Articles and Analysis


Miller: What Pollsters Can Learn From Climate Modelers

Topics: Climate Modelers , Disclosure , Likely Voters , Nate Silver

Guest Pollster Clark A. Miller is an Associate Professor at Arizona State University. His post expands on a comment left on Pollster.com on Friday.

As Mark Blumenthal and Nate Silver have both noted in detail of late, the design of likely voter models can significantly impact how pollsters interpret and transform the raw data of voter samples into the topline results we see at pollster.com, fivethirtyeight.com, and other sites covering election polling. In turn, Mark and Nate observe, likely voter model design depends significantly on judgments that pollsters make about how to model the likelihood that any voter sampled will actually turn out and vote in the election. As we have all seen in the last few days, differences in how such judgments get made by different pollsters, combined with differences in the samples of voters collected by each poll, can mean the difference between a 1-point and a 14-point spread between the respective candidates for President.

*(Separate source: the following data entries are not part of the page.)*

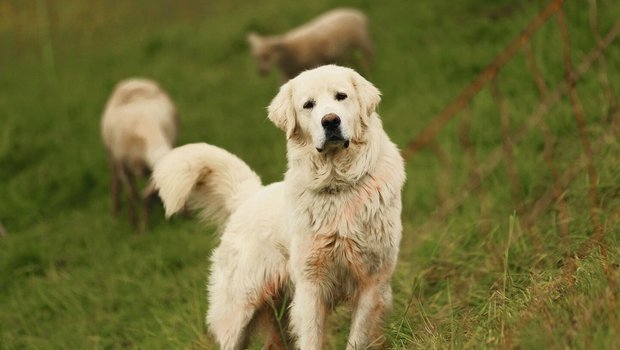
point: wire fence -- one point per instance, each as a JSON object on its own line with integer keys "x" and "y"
{"x": 553, "y": 198}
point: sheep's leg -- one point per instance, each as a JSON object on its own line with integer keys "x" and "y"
{"x": 127, "y": 179}
{"x": 115, "y": 186}
{"x": 368, "y": 55}
{"x": 148, "y": 194}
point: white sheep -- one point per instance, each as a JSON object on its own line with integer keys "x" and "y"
{"x": 329, "y": 38}
{"x": 138, "y": 127}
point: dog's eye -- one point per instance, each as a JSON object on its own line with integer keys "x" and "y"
{"x": 341, "y": 96}
{"x": 309, "y": 104}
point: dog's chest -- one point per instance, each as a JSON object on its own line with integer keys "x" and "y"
{"x": 349, "y": 237}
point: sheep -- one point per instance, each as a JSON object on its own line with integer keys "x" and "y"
{"x": 327, "y": 39}
{"x": 138, "y": 127}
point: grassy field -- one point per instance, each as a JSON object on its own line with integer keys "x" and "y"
{"x": 73, "y": 277}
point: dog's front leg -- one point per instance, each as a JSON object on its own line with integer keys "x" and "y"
{"x": 372, "y": 302}
{"x": 308, "y": 314}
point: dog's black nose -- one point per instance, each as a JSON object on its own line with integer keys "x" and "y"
{"x": 330, "y": 121}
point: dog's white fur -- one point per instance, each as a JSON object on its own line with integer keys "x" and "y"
{"x": 328, "y": 38}
{"x": 330, "y": 231}
{"x": 138, "y": 127}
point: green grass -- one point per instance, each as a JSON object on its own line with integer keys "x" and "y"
{"x": 71, "y": 276}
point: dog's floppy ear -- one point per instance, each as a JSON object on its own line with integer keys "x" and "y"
{"x": 367, "y": 94}
{"x": 281, "y": 110}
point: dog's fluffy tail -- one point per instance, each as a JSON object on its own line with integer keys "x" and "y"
{"x": 205, "y": 178}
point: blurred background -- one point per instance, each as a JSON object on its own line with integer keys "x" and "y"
{"x": 510, "y": 210}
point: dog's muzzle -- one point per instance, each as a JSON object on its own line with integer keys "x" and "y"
{"x": 331, "y": 127}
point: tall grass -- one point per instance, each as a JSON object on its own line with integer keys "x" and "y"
{"x": 71, "y": 276}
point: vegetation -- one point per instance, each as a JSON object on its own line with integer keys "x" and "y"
{"x": 72, "y": 276}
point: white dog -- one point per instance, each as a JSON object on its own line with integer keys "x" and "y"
{"x": 330, "y": 231}
{"x": 138, "y": 126}
{"x": 328, "y": 38}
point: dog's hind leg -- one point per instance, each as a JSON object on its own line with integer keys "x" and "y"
{"x": 240, "y": 285}
{"x": 308, "y": 316}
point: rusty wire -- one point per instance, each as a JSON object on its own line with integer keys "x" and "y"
{"x": 554, "y": 196}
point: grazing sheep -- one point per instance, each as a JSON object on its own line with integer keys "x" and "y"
{"x": 328, "y": 38}
{"x": 139, "y": 126}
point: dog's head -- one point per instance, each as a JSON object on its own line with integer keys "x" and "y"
{"x": 266, "y": 51}
{"x": 329, "y": 106}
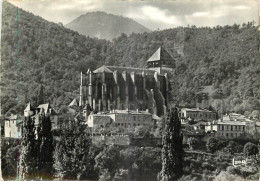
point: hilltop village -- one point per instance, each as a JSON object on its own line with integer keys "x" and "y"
{"x": 123, "y": 104}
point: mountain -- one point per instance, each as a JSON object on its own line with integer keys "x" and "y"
{"x": 105, "y": 26}
{"x": 43, "y": 53}
{"x": 216, "y": 67}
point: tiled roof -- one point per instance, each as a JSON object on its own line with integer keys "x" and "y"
{"x": 28, "y": 107}
{"x": 44, "y": 106}
{"x": 73, "y": 103}
{"x": 130, "y": 70}
{"x": 232, "y": 123}
{"x": 102, "y": 69}
{"x": 196, "y": 110}
{"x": 160, "y": 54}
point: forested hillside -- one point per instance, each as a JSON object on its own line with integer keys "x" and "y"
{"x": 214, "y": 66}
{"x": 43, "y": 53}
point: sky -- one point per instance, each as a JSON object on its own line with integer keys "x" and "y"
{"x": 154, "y": 14}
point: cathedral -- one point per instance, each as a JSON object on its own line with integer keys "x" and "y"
{"x": 125, "y": 88}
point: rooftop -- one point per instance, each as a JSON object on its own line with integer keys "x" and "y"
{"x": 160, "y": 54}
{"x": 111, "y": 69}
{"x": 196, "y": 110}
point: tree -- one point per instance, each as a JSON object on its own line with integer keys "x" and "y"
{"x": 193, "y": 142}
{"x": 45, "y": 147}
{"x": 72, "y": 150}
{"x": 29, "y": 149}
{"x": 250, "y": 149}
{"x": 107, "y": 162}
{"x": 172, "y": 151}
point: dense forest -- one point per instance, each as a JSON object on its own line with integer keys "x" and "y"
{"x": 213, "y": 66}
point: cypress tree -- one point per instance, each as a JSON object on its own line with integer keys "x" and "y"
{"x": 28, "y": 156}
{"x": 71, "y": 152}
{"x": 45, "y": 147}
{"x": 172, "y": 151}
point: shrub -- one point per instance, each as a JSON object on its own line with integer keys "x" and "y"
{"x": 250, "y": 149}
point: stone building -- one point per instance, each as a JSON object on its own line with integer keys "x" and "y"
{"x": 197, "y": 114}
{"x": 126, "y": 88}
{"x": 120, "y": 118}
{"x": 11, "y": 129}
{"x": 227, "y": 129}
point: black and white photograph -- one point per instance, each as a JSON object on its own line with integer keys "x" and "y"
{"x": 130, "y": 90}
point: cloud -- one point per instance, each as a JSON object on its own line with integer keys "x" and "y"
{"x": 155, "y": 14}
{"x": 242, "y": 7}
{"x": 199, "y": 14}
{"x": 151, "y": 13}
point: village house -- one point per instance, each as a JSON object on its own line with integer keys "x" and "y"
{"x": 37, "y": 114}
{"x": 11, "y": 129}
{"x": 227, "y": 129}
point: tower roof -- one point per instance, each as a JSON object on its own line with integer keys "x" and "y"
{"x": 160, "y": 55}
{"x": 102, "y": 69}
{"x": 45, "y": 107}
{"x": 28, "y": 107}
{"x": 73, "y": 103}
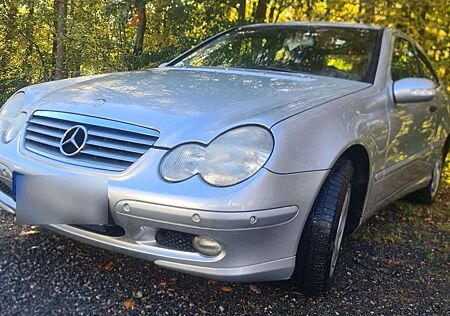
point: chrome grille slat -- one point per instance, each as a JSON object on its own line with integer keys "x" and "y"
{"x": 45, "y": 131}
{"x": 100, "y": 142}
{"x": 42, "y": 140}
{"x": 104, "y": 154}
{"x": 111, "y": 145}
{"x": 122, "y": 137}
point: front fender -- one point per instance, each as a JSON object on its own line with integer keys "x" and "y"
{"x": 315, "y": 139}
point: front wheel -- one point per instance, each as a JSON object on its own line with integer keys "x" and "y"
{"x": 322, "y": 236}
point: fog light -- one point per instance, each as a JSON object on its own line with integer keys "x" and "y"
{"x": 206, "y": 246}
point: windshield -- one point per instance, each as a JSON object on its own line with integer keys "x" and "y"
{"x": 347, "y": 53}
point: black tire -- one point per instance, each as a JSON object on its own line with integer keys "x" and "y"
{"x": 314, "y": 268}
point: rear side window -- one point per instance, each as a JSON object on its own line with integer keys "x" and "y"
{"x": 404, "y": 61}
{"x": 426, "y": 69}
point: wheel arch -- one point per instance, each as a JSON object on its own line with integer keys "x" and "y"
{"x": 358, "y": 155}
{"x": 446, "y": 147}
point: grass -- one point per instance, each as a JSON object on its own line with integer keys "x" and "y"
{"x": 420, "y": 227}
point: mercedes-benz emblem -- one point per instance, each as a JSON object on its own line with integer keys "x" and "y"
{"x": 73, "y": 141}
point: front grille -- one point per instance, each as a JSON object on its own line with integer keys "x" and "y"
{"x": 110, "y": 145}
{"x": 6, "y": 189}
{"x": 175, "y": 240}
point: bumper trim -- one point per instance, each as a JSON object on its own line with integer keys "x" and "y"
{"x": 281, "y": 269}
{"x": 214, "y": 220}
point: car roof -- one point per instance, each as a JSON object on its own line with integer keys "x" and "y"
{"x": 320, "y": 24}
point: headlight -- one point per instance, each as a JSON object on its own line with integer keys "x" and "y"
{"x": 11, "y": 117}
{"x": 229, "y": 159}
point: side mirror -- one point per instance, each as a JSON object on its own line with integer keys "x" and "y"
{"x": 410, "y": 90}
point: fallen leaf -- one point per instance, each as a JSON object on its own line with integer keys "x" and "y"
{"x": 392, "y": 262}
{"x": 28, "y": 232}
{"x": 108, "y": 266}
{"x": 128, "y": 304}
{"x": 255, "y": 289}
{"x": 167, "y": 282}
{"x": 226, "y": 289}
{"x": 213, "y": 282}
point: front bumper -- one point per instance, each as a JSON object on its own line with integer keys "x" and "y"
{"x": 253, "y": 251}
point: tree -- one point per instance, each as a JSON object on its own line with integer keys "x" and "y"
{"x": 141, "y": 25}
{"x": 60, "y": 54}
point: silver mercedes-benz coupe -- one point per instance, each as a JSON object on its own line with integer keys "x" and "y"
{"x": 247, "y": 158}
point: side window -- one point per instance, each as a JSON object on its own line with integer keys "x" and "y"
{"x": 427, "y": 70}
{"x": 404, "y": 61}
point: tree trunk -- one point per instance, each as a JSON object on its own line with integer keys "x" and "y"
{"x": 60, "y": 65}
{"x": 241, "y": 11}
{"x": 29, "y": 32}
{"x": 142, "y": 22}
{"x": 261, "y": 9}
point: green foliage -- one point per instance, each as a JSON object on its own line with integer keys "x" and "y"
{"x": 100, "y": 34}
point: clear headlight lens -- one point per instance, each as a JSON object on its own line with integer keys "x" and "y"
{"x": 11, "y": 117}
{"x": 231, "y": 158}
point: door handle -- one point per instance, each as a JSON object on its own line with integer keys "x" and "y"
{"x": 433, "y": 108}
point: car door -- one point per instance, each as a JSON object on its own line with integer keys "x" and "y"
{"x": 408, "y": 158}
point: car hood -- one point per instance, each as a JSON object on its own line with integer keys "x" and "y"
{"x": 191, "y": 104}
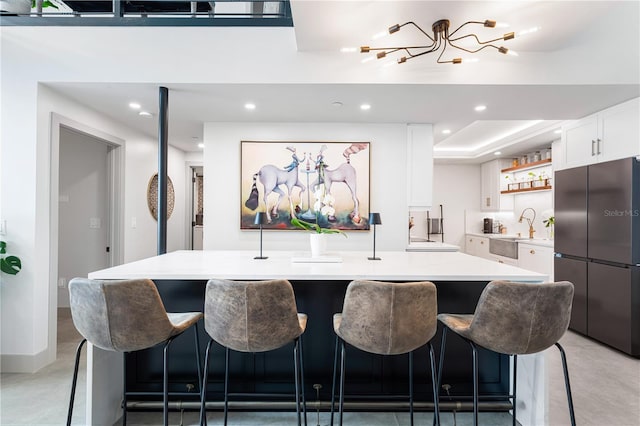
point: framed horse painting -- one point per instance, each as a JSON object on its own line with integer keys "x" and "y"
{"x": 318, "y": 182}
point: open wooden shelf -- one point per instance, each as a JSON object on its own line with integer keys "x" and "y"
{"x": 536, "y": 188}
{"x": 527, "y": 166}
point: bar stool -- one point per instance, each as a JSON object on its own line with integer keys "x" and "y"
{"x": 253, "y": 316}
{"x": 126, "y": 316}
{"x": 387, "y": 318}
{"x": 514, "y": 319}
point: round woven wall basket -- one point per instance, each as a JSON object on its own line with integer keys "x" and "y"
{"x": 152, "y": 196}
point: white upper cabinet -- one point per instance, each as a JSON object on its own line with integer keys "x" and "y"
{"x": 492, "y": 200}
{"x": 419, "y": 166}
{"x": 611, "y": 134}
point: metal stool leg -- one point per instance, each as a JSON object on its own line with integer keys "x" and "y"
{"x": 296, "y": 360}
{"x": 198, "y": 361}
{"x": 411, "y": 387}
{"x": 124, "y": 389}
{"x": 203, "y": 395}
{"x": 304, "y": 401}
{"x": 567, "y": 384}
{"x": 165, "y": 383}
{"x": 474, "y": 355}
{"x": 515, "y": 400}
{"x": 333, "y": 385}
{"x": 443, "y": 342}
{"x": 74, "y": 381}
{"x": 436, "y": 403}
{"x": 226, "y": 385}
{"x": 342, "y": 367}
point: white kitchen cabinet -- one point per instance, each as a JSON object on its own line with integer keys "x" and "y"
{"x": 491, "y": 199}
{"x": 477, "y": 246}
{"x": 536, "y": 258}
{"x": 610, "y": 134}
{"x": 505, "y": 260}
{"x": 419, "y": 166}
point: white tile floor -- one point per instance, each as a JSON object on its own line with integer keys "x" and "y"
{"x": 605, "y": 384}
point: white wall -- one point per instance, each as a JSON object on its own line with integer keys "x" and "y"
{"x": 28, "y": 300}
{"x": 388, "y": 183}
{"x": 457, "y": 188}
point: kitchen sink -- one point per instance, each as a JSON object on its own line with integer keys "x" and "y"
{"x": 507, "y": 247}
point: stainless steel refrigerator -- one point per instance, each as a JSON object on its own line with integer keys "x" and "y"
{"x": 597, "y": 245}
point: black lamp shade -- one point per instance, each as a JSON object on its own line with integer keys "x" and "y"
{"x": 374, "y": 219}
{"x": 261, "y": 218}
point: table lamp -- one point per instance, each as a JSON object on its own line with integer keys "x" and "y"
{"x": 374, "y": 219}
{"x": 261, "y": 219}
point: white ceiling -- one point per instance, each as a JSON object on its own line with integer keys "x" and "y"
{"x": 513, "y": 103}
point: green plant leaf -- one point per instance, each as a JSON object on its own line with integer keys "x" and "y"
{"x": 10, "y": 265}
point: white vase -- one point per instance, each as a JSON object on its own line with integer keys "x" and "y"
{"x": 20, "y": 7}
{"x": 318, "y": 244}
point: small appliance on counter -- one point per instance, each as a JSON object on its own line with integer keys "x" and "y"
{"x": 488, "y": 226}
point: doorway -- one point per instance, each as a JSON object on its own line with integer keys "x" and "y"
{"x": 84, "y": 218}
{"x": 197, "y": 207}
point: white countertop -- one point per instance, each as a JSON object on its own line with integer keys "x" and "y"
{"x": 431, "y": 246}
{"x": 543, "y": 242}
{"x": 394, "y": 266}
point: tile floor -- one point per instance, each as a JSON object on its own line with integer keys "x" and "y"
{"x": 605, "y": 385}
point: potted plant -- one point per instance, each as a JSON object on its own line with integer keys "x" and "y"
{"x": 548, "y": 223}
{"x": 23, "y": 7}
{"x": 9, "y": 264}
{"x": 323, "y": 207}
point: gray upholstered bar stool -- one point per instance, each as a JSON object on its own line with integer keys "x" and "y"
{"x": 253, "y": 316}
{"x": 514, "y": 319}
{"x": 387, "y": 318}
{"x": 126, "y": 316}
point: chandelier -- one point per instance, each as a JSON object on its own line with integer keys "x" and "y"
{"x": 440, "y": 41}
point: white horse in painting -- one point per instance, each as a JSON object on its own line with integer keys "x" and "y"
{"x": 344, "y": 173}
{"x": 271, "y": 178}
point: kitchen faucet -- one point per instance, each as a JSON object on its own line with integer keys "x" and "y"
{"x": 530, "y": 221}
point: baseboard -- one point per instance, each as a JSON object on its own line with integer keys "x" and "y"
{"x": 25, "y": 363}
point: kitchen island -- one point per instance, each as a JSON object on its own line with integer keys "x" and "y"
{"x": 319, "y": 287}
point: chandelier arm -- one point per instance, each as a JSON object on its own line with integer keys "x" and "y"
{"x": 442, "y": 53}
{"x": 474, "y": 51}
{"x": 395, "y": 49}
{"x": 477, "y": 39}
{"x": 419, "y": 29}
{"x": 468, "y": 22}
{"x": 411, "y": 55}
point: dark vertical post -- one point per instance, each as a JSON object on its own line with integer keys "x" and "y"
{"x": 163, "y": 152}
{"x": 117, "y": 10}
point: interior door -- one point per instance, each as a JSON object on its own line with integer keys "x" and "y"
{"x": 83, "y": 210}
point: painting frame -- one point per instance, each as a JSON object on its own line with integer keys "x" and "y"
{"x": 341, "y": 169}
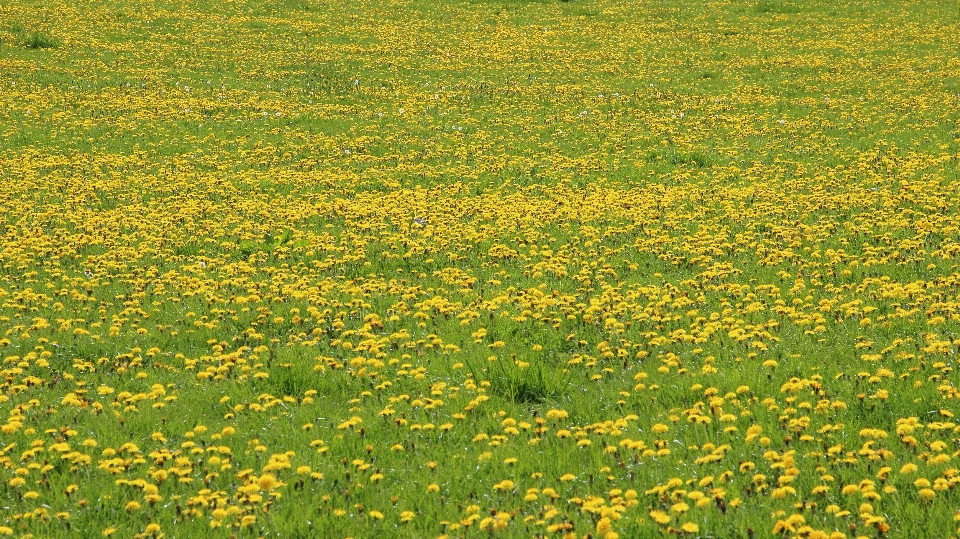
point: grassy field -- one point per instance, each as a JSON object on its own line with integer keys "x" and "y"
{"x": 451, "y": 268}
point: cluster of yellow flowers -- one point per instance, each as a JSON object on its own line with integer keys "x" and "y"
{"x": 432, "y": 271}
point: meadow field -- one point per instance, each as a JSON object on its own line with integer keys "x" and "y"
{"x": 469, "y": 268}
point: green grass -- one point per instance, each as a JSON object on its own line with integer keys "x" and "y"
{"x": 267, "y": 219}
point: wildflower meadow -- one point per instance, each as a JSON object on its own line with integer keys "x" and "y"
{"x": 479, "y": 268}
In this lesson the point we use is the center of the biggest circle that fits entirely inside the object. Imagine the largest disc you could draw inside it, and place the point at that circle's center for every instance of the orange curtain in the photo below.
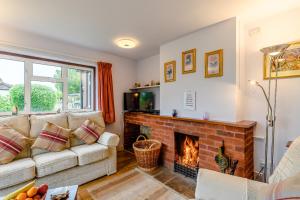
(105, 91)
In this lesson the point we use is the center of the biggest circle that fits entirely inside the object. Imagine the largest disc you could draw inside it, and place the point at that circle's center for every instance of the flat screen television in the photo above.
(139, 101)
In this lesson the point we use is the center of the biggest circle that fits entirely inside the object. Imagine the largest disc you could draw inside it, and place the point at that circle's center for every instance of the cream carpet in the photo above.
(133, 185)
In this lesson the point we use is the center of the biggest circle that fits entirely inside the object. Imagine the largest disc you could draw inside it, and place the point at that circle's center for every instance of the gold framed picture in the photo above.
(170, 71)
(214, 63)
(189, 61)
(290, 67)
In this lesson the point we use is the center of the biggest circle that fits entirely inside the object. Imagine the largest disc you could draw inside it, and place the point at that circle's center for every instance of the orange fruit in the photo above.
(32, 191)
(21, 196)
(37, 197)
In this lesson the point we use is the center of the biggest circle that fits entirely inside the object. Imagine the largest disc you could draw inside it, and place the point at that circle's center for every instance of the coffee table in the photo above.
(72, 192)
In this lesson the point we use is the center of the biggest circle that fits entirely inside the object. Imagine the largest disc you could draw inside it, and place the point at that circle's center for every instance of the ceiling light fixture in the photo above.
(126, 43)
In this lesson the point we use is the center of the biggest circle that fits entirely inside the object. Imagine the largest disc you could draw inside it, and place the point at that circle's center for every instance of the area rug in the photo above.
(133, 185)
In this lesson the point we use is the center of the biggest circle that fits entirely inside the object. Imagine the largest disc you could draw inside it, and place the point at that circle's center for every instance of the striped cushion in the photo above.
(52, 138)
(89, 132)
(11, 144)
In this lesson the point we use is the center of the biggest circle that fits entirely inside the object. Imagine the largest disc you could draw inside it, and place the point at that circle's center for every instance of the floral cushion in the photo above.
(52, 138)
(12, 143)
(89, 132)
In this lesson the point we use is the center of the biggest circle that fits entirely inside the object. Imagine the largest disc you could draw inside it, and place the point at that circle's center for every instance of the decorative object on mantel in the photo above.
(225, 163)
(205, 116)
(189, 61)
(289, 68)
(137, 84)
(174, 113)
(170, 71)
(232, 166)
(214, 64)
(14, 110)
(147, 152)
(221, 159)
(189, 101)
(276, 56)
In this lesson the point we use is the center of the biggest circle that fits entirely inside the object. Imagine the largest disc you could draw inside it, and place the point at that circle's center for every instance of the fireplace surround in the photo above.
(238, 138)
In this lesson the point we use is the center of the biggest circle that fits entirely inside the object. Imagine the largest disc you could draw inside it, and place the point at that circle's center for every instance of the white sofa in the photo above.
(78, 164)
(213, 185)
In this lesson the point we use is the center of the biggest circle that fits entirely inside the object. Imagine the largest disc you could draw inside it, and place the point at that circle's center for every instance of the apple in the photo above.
(42, 189)
(37, 197)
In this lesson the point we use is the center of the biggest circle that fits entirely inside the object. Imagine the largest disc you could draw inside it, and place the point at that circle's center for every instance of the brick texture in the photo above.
(238, 140)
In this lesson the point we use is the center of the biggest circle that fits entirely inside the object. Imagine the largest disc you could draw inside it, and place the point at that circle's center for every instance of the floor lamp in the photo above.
(275, 54)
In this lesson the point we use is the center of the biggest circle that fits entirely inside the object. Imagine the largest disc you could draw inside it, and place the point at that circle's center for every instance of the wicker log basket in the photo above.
(147, 152)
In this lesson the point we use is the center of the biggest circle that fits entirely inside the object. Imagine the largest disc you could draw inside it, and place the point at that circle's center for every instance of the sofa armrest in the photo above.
(109, 139)
(219, 186)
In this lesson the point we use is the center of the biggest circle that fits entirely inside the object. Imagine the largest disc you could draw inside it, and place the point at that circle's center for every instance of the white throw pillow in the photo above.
(286, 189)
(289, 165)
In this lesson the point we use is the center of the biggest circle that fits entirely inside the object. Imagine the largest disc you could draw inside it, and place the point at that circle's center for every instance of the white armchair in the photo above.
(284, 183)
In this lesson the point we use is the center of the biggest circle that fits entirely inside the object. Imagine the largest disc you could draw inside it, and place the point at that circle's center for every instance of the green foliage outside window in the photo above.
(5, 104)
(43, 98)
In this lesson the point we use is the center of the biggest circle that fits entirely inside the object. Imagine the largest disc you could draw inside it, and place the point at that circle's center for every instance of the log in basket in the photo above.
(147, 152)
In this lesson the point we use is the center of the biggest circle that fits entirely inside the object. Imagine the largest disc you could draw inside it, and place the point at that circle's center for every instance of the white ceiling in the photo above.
(97, 23)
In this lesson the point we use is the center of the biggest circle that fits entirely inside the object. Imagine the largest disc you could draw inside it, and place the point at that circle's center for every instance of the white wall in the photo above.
(148, 70)
(281, 28)
(216, 96)
(124, 70)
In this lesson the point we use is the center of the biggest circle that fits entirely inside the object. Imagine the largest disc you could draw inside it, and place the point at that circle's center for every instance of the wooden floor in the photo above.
(126, 162)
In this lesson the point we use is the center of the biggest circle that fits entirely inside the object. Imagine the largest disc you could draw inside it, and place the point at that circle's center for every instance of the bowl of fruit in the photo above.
(29, 192)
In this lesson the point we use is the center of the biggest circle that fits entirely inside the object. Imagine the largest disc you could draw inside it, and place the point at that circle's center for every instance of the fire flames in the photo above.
(190, 153)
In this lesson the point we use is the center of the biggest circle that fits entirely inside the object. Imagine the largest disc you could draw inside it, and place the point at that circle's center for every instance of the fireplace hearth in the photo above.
(238, 138)
(186, 155)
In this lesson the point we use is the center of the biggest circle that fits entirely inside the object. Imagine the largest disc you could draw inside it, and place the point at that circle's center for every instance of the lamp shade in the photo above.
(275, 50)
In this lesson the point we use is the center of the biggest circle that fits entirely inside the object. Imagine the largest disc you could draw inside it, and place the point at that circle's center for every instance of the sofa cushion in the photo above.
(12, 143)
(289, 165)
(286, 189)
(89, 132)
(52, 162)
(90, 153)
(109, 139)
(52, 138)
(77, 119)
(21, 124)
(37, 123)
(16, 172)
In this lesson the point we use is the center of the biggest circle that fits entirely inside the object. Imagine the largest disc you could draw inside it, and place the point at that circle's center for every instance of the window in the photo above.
(11, 84)
(36, 86)
(79, 89)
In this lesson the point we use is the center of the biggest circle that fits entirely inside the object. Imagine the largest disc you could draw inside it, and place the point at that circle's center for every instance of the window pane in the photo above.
(79, 89)
(46, 96)
(46, 71)
(11, 85)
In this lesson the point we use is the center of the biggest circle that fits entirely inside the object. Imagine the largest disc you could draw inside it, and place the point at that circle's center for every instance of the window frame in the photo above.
(29, 77)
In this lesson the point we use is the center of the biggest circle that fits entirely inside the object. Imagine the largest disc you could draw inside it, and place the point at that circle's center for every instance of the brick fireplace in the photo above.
(237, 137)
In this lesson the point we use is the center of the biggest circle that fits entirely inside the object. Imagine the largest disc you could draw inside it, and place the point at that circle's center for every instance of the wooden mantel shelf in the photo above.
(240, 124)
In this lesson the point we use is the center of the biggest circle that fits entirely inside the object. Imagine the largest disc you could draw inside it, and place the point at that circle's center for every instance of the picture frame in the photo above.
(189, 61)
(170, 71)
(290, 67)
(214, 64)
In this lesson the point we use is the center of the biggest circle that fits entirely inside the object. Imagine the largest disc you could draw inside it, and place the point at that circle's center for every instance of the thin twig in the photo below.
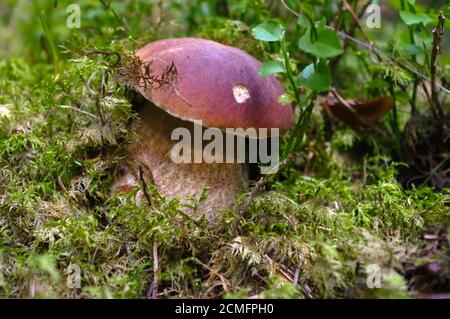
(144, 186)
(438, 34)
(380, 54)
(257, 188)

A key challenge for consumers of polls - whether citizens, journalists, or politicians - is sorting out to what extent the likely voter model or the underlying raw data sample is responsible for variations in poll outcome. In fact, this sorting out of how judgments made by modelers impact model design and outputs is a general challenge in the use of science to inform policy choices, which I have studied for much of the past two decades. Judgments like this are inevitable in any scientific work, which is why policy officials turn to experts to make judgments on the basis of the best available knowledge, evidence, and theories.

One case that I have looked at in detail is the use of computer models of the Earth's climate to make predictions about whether the planet is experiencing global warming. As I'm sure most of you know, models of climate change have been viewed skeptically by many people. I believe the trials and tribulations of climate modelers - and also their approaches to addressing skepticism about their judgments - offer three useful insights for pollsters working with likely voter models.

  1. Transparency - climate models are far more complex than most polls, but climate modelers have made significant efforts to make their models transparent, in a way that many pollsters haven't. (In much the same way, computer scientists have called for the code used in voting machines to be open source.) By making their models transparent, i.e., by telling everyone the judgments they use to design their model, pollsters would enhance the capacity of other pollsters and knowledgeable consumers of polls to analyze how the models used shape the final reported polling outcome. They would also do well to publish the internal cross-tabs for their data.
  2. Sensitivity - climate modelers have also put a lot of effort into publishing the results of sensitivity analyses that test their models to see how they are impacted by embedded judgments (or assumptions). This is precisely what Gallup has done in the past week or so, in a limited fashion, with its "traditional" and "extended" LV models and its RV reporting. By conducting and publishing sensitivity analyses, Gallup has helped enhance all of our capacity to properly understand how their model responds to different assumptions regarding who can be expected to vote.
  3. Comparison - climate modelers have also taken a third step of deliberate comparisons of their models using identical input data. The purpose of such comparison is to identify where scientific judgments were responsible for variations among models, and where those variations resulted from divergent input data. Since the purpose of polling is to figure out what the data are saying, it is essential to know how different models are interpreting that data, which can only be done if we know how different models respond to the same raw samples.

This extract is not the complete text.